Ruthenium cyclometallated complexes

Isabelle M. Dixon, Jean-Louis Heully

Ruthenium(II) polypyridine complexes are largely studied for their photophysical properties and their potential use for photoinduced electron and energy transfer. Experimental data span over 50 years, while specific theoretical studies have bloomed in the last decade, particularly thanks to the recent developments of density functional theory. Besides, spectroscopies of increasing complexity are also developed and show a recent revival of the topic, allowing the investigation of multistep mechanisms.

In this context, we got interested in bis(tridentate) polypyridine ruthenium(II) complexes containing N- or C-bound cycles, which were theoretically unexplored when this project was started. Terpy is the reference ligand (2,2’:6’:2"-terpyridine, L1) and is compared with 6-phenyl-2,2’-bipyridine (L2) and 1,3-di(2-pyridyl)benzene (L3). Complexes Ru(tpy)(L1)2+, Ru(tpy)(L2)+ and Ru(tpy)(L3)+ were first studied, as well as the homoleptic Ru(L2)2 and Ru(L3)2 (the latter two being unknown experimentally).

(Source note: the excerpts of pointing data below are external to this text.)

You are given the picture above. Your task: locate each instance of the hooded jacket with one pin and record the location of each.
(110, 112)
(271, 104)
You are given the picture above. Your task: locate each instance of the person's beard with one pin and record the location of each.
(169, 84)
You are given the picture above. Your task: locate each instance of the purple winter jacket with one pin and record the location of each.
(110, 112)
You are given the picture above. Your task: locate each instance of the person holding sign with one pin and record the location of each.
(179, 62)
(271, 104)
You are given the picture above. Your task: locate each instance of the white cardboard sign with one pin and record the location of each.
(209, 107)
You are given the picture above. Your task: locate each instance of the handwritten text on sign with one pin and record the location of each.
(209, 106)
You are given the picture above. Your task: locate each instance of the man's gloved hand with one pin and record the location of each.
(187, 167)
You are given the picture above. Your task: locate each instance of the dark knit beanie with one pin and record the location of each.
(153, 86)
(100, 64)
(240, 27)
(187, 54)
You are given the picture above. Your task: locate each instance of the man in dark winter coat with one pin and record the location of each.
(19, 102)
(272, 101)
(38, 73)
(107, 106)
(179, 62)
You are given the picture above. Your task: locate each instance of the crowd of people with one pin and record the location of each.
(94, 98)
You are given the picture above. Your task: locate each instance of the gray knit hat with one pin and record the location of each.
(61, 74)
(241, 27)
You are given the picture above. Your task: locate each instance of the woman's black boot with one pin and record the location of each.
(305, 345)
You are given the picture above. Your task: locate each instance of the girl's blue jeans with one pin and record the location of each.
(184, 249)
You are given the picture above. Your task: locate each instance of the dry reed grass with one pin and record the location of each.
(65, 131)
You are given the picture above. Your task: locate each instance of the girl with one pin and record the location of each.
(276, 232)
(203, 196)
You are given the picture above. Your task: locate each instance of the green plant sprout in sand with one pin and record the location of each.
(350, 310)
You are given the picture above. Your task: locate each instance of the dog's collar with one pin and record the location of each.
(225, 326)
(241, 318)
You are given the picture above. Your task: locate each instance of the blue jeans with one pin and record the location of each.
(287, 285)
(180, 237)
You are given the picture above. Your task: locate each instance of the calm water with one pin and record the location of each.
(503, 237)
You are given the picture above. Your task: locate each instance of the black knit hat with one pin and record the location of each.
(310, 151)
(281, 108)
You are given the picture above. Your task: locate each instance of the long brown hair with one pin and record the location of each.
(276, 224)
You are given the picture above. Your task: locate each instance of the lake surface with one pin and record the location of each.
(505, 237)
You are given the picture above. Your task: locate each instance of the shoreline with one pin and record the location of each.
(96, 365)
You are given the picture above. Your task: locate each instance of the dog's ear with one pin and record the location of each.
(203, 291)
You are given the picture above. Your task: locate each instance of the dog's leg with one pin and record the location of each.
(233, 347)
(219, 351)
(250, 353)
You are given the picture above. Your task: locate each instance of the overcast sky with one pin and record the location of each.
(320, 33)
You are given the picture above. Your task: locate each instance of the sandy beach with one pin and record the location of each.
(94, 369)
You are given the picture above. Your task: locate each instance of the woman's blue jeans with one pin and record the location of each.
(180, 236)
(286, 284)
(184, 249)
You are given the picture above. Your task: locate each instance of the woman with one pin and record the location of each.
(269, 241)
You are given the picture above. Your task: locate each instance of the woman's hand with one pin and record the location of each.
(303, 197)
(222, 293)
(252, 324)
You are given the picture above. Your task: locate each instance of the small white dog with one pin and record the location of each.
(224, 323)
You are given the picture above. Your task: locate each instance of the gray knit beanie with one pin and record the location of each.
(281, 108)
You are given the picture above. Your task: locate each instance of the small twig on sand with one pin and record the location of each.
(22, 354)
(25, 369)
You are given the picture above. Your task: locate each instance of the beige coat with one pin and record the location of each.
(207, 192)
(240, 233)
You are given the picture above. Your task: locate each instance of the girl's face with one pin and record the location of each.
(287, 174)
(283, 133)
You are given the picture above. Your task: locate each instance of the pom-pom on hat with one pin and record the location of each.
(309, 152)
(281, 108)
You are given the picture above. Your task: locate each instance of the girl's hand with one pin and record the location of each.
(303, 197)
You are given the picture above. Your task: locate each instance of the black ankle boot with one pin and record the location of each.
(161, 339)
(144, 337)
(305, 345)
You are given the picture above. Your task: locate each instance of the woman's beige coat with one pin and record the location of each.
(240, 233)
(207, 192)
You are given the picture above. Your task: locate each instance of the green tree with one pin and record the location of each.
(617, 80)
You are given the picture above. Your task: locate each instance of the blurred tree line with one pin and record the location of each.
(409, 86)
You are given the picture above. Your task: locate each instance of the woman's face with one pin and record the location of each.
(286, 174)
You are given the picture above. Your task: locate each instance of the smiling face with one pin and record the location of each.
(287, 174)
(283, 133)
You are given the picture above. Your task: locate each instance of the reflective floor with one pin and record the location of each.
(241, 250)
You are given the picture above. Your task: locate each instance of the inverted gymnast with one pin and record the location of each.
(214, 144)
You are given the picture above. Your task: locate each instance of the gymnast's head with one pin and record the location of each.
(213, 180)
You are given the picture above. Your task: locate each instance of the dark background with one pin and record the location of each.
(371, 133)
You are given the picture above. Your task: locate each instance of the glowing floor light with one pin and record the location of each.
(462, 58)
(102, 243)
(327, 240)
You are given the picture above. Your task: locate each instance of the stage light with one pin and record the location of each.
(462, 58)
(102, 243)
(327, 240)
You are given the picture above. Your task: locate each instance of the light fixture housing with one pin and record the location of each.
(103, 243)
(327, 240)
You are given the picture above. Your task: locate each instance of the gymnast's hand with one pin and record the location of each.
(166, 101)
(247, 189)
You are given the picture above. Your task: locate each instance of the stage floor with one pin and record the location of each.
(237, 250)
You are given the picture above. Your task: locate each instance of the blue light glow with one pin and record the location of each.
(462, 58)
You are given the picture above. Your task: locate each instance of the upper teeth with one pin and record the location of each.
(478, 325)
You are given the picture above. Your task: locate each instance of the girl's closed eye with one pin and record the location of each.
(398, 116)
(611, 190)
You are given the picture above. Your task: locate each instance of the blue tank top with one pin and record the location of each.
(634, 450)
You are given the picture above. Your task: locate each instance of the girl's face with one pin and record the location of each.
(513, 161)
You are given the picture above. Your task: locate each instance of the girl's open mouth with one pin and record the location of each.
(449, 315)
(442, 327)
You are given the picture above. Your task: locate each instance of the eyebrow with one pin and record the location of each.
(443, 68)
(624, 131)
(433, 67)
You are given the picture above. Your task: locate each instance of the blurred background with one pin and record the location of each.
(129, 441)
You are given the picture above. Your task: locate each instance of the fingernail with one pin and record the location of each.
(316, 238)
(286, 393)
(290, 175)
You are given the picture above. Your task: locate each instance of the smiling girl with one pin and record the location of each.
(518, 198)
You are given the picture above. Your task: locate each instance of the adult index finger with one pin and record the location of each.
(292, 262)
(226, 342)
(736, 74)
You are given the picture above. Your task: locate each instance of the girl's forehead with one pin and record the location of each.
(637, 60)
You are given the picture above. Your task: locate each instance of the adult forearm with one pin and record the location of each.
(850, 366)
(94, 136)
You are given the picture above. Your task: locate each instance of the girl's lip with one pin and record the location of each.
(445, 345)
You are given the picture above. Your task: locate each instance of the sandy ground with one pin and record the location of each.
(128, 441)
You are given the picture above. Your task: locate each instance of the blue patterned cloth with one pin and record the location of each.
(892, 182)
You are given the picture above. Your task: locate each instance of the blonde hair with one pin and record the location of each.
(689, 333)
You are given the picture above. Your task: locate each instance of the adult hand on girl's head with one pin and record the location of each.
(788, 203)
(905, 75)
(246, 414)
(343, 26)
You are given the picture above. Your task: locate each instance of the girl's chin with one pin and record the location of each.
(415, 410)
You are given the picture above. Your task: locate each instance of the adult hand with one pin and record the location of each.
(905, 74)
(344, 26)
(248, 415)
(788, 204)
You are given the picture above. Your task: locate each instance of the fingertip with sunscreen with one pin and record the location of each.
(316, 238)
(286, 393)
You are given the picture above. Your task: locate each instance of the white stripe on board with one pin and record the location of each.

We perform DFT and TD-DFT calculations in order to model the complexes’ geometries, absorption and emission properties, as well as their redox properties. Frontier orbitals and natural charge analysis (NBO) are efficient tools to visualize and rationalize these properties. In complexes such as [RuN5C]+ or [RuN4C2], the presence of one or two covalent Ru-C bonds greatly modifies the classical [RuN6]2+ MO diagram, which typically gives rise to excited states of MLCT (metal-to-ligand charge transfer) or MC (metal centred) type. As a consequence of the stronger ligand field provided by the cyclometallating ligand to the metal, no 3MC minima could be localized, which is beneficial to the photophysical properties.